Images on the other hand were each their own, original and unique like DNA, and the image was image—incontrovertible, irreducible, and tangible as the tile in her own kitchen a hundred and fifty miles south of its referent. When she imagined herself speaking it, saying words like “tile” and “white” and “subway” and “blood” to anyone—to her beloved son, because Mark was still her beloved son even if she couldn’t bring herself to visit him for months after the attack or fully understand the charges against him, and no matter how her feeling for him might shift in response to his actions she would never stop loving him; to her husband, who would recommend to her a good therapist she would never assent to see and wouldn’t be able to hear, having rehearsed the narrative surrounding the images themselves enough times that he could no longer look at them with any semblance of objectivity; to a therapist, who would analyze the unanalyzable—it was somehow more painful than the image itself. As if that was possible.

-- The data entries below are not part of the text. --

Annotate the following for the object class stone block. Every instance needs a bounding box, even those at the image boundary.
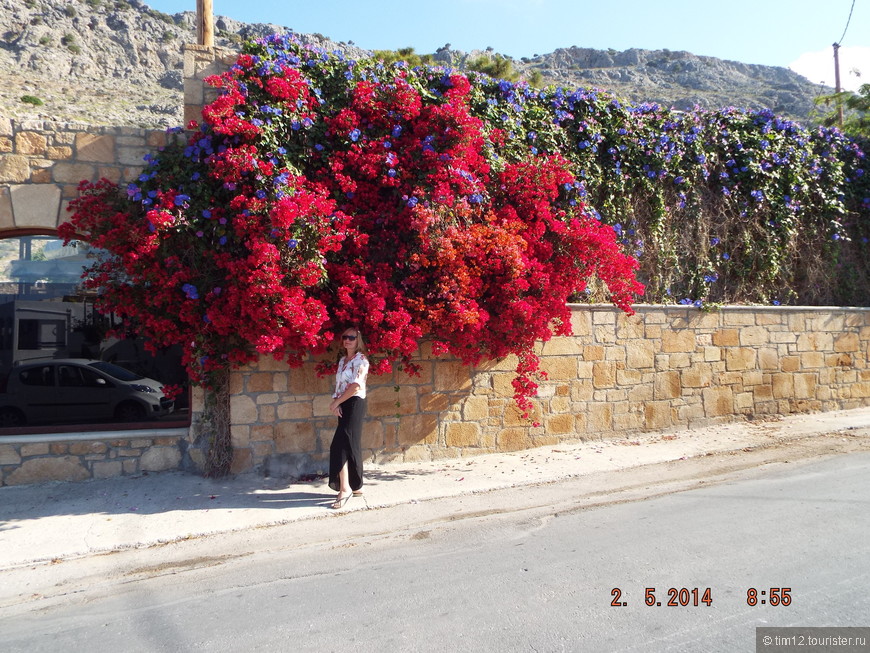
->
[752,385,773,402]
[275,422,317,453]
[248,372,274,392]
[277,400,314,420]
[139,447,181,472]
[15,131,48,156]
[444,422,480,447]
[68,442,109,456]
[571,379,595,401]
[230,449,254,474]
[462,396,489,422]
[738,326,770,347]
[825,354,854,367]
[834,333,861,352]
[0,182,15,230]
[495,427,532,451]
[366,386,418,417]
[230,395,257,424]
[544,413,574,434]
[779,356,801,372]
[230,424,251,449]
[541,356,577,381]
[797,333,834,351]
[661,329,695,354]
[725,347,755,371]
[10,184,61,229]
[680,366,718,388]
[794,374,817,399]
[712,329,740,347]
[541,336,583,356]
[702,387,734,417]
[613,410,644,431]
[0,444,21,465]
[653,372,683,400]
[362,420,386,449]
[616,368,643,386]
[434,361,471,392]
[19,442,49,458]
[722,310,755,326]
[592,363,616,388]
[771,374,794,399]
[586,404,613,433]
[625,340,655,369]
[250,423,275,442]
[418,392,453,413]
[257,402,277,424]
[6,456,91,485]
[571,306,592,336]
[396,413,438,446]
[292,357,336,396]
[402,445,432,463]
[758,347,779,370]
[643,401,675,431]
[91,460,124,478]
[51,161,97,185]
[492,373,516,397]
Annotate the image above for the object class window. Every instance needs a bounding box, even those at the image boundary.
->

But that was the image: white subway tile, clean taupe caulking between each, fluorescent lighting, three long, thin splatters of red blood. It wasn’t that Julia could not have provided the data points, the useless facts she had sought through officious Dewey decimals or asked obsolescent Jeeves or looked up on facile capacious Google in the years after those images returned. She was six years old. That’s how old the memory was: she was sixty-seven now, she was six then, do the arithmetic. A memory older than many of her friends. A memory older than the federal agents pursuing her son, knocking politely on her door, trailing surreptitiously her car. Almost a year prior she had come home from school to find no one at her house. A neighbor came by to say her mother and father were out, they would be back—one of her parents would be back, someone would be back. But that wasn’t accurate. Her father wouldn’t be back for years, if ever. Instead he was sent to the state mental institution, known at the time in the official register as the Lunatic Hospital and in their neighborhood as the Nuthouse or the Looneybin, and though she couldn’t remember much of the long ride out Germantown Avenue until it became Germantown Pike, far past the western boundary of the city and into the city’s western suburbs into Montgomery County, past the low pastoral hills of the Erdenheim Farms and into the semi-urban realms of Norristown and Conshohocken—though she couldn’t remember walking into the immense brick edifice, or what she and her mother talked about or what music was playing in the background or what a squirrel looked like scaling the corrugated bark of a tree outside her window when they stopped at a stoplight at the intersection of Bells Mills Road, or what it felt like, or what its consequences meant when she would be raised without all the real spoils from the war, a war that had flattened her father to a mental patient and narrowed her access to all the spoils coming home so that only after she married Cal and got Mark off to college could she afford these instruments she was now being forced to move out of their autonomous space in the basement so Mark could return home—she had just a flash of white subway tile and the three thin lines of blood on it.

If she was pushed, sure—sure she could picture the brick façade, the entry wing jutting out like the snout of some great rust-red brown bear, but memory was as much the result of looking at photographs over the years since as walking in—of plugging it into Wikipedia to see it and just as quickly selecting “QUIT” on the draw-down at the top of the screen, fumbling with the mouse to make it go away though she knew it would never end, as if a memory could be quitted like the screen on a computer desktop—it was so immense she wondered if that was a perspective she’d seen it from as a child. So instead it was just: white tile, three lines of flung red. It was not a memory she would have chosen to recover or would have chosen to discuss. But in the months after her son was placed under arrest by federal officers, it began to return to her in flashes of pure image so that at times only a healthy 2 mg dose of Xanax, its acerbic bite dissolving under her tongue, or if things were really dire chewed and chalky in the pouch of her inner cheek and then feeling as it flowed sweetly into her veins relieving her of her burden, could save her from it as some inescapable, enduring present.